47) “Quanto è riposto nella configurazione del destino umano non penetra che in minima parte nella coscienza solita, bensì vige per lo più nell’incosciente. Ma appunto scoprendo ciò che è conforme al destino, si mostra come l’incosciente possa venir reso cosciente. Ha cioè torto chi parla dell’incosciente, che è tale temporaneamente, come se dovesse restare per sempre nel dominio dell’ignoto e costituisse così un limite della conoscenza. Con ogni frammento che del suo destino si svela all’uomo, questi innalza ciò che prima era incosciente all’ambito della coscienza”.
E’ così: il destino ci si presenta inizialmente in “frammenti” paragonabili alle tessere di un mosaico o ai pezzi di un puzzle.
Solo raccogliendoli e ricomponendoli pazientemente (e con l’aiuto di Dio) possiamo scoprire pian piano l’insieme (il destino) di cui sono parte e per ciò stesso il senso o il significato della nostra esistenza.
Conoscete “la pista cifrata”? E’ un giochino de La Settimana Enigmistica che consiste nell’unire con un tratto di matita i punti numerati che vi si trovano, così che alla fine emerga una figura.
Questo gioco potrebbe esemplificare, volendo, come il disegno del nostro destino (ch’è tutt’altro, ovviamente, che un gioco da bambini) tanto più emerga, quanti più eventi ci riesca di collegare tra loro.
Perdonate se racconto, a titolo d’esempio, un fatto personale.
Quando avevo circa dieci anni, tutte le volte che, per andare a scuola, passavo per quella strada che costeggia i mercati di Traiano, venivo preso, guardando quelle rovine, da un turbamento simile a un lieve stato d’angoscia.
M’immaginavo gli uomini che avevano vissuto un tempo in quel luogo, che erano entrati e usciti da quegli edifici, che avevano salito e sceso quelle scale, che intorno a quelle colonne avevano trattato, disputato o combattuto, e mi domandavo: a che pro tutto questo? Che fine hanno fatto? E perché tutto ciò non è ormai che una rovina?
La cosa, per fortuna, col tempo svanì, e finii col dimenticarla.
Oggi penso che sia stata una fortuna, perché non avrei avuto certamente modo, a quell’età, di rimediare al mio stato d’animo dando una risposta a quegli interrogativi. Diciamo che il cielo mi ha aiutato a riporli in un cassetto: in un cassetto dal quale li ho potuti però riestrarre, sempre grazie al cielo, venti anni dopo, allorché, incontrando la psicologia del profondo (in specie quella junghiana), cominciai a capire che le risposte che cercavo erano in me, racchiuse in quell’”incosciente” che può “venir reso – come dice Steiner – cosciente”.

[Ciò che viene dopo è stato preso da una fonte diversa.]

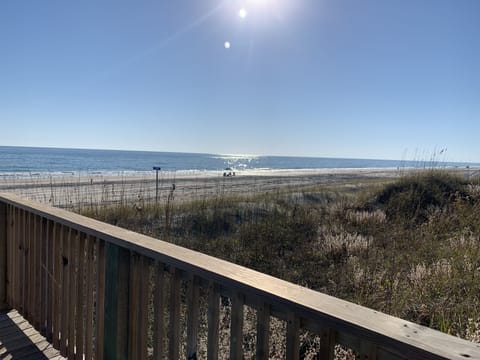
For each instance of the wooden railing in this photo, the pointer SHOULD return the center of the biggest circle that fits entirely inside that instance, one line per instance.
(97, 291)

Considerate che questa sua affermazione potrebbe dimostrare, da sola, tutta la modernità dell’antroposofia, e dare al tempo stesso ragione del perché non possa che essere incompresa o fraintesa da quanti vivono ancora nell’anima razionale-affettiva, se non addirittura nell’anima senziente.
Non ci si rende conto, infatti, che da quando le forze progressive dello spirito hanno cominciato a essere veicolate dall’anima cosciente (1413 d.C.), al loro posto, nell’anima senziente (3564/747 a.C.) e nell’anima razionale-affettiva (747 a.C./1413 d.C.), che le avevano veicolate in precedenza, sono subentrate le forze ostacolatrici.
L’anima razionale-affettiva, ad esempio, è ormai uno strumento delle forze arimaniche e luciferiche: delle prime, per quanto riguarda il suo lato razionale; delle seconde, per quanto riguarda il suo lato affettivo.
Ha torto, dice Steiner, “chi parla dell’incosciente, che è tale temporaneamente, come se dovesse restare per sempre nel dominio dell’ignoto e costituisse così un limite della conoscenza”.
Aveva dunque torto Eduard von Hartmann (è all’autore della Filosofia dell’inconscio che allude infatti Steiner) (1), mentre avevano ragione Freud e Jung a voler tentare d’innalzare, in modo scientifico, “ciò che prima era incosciente all’ambito della coscienza”.
Un tentativo purtroppo fallito, dal momento che il loro proposito non si è poi inverato in un giusto modo di procedere (in un modo di procedere scientifico-spirituale) (2).
Lasciamo stare comunque la psicoanalisi (giacché ne abbiamo parlato in tante altre occasioni), e pensiamo invece alla filosofia (o alla teologia).
Ebbene, quanto l’anima razionale-affettiva si ostina a trattare (astrattamente) in termini di “immanenza” e “trascendenza”, viene tradotto, dall’anima cosciente, in termini di “coscienza” e “incoscienza”.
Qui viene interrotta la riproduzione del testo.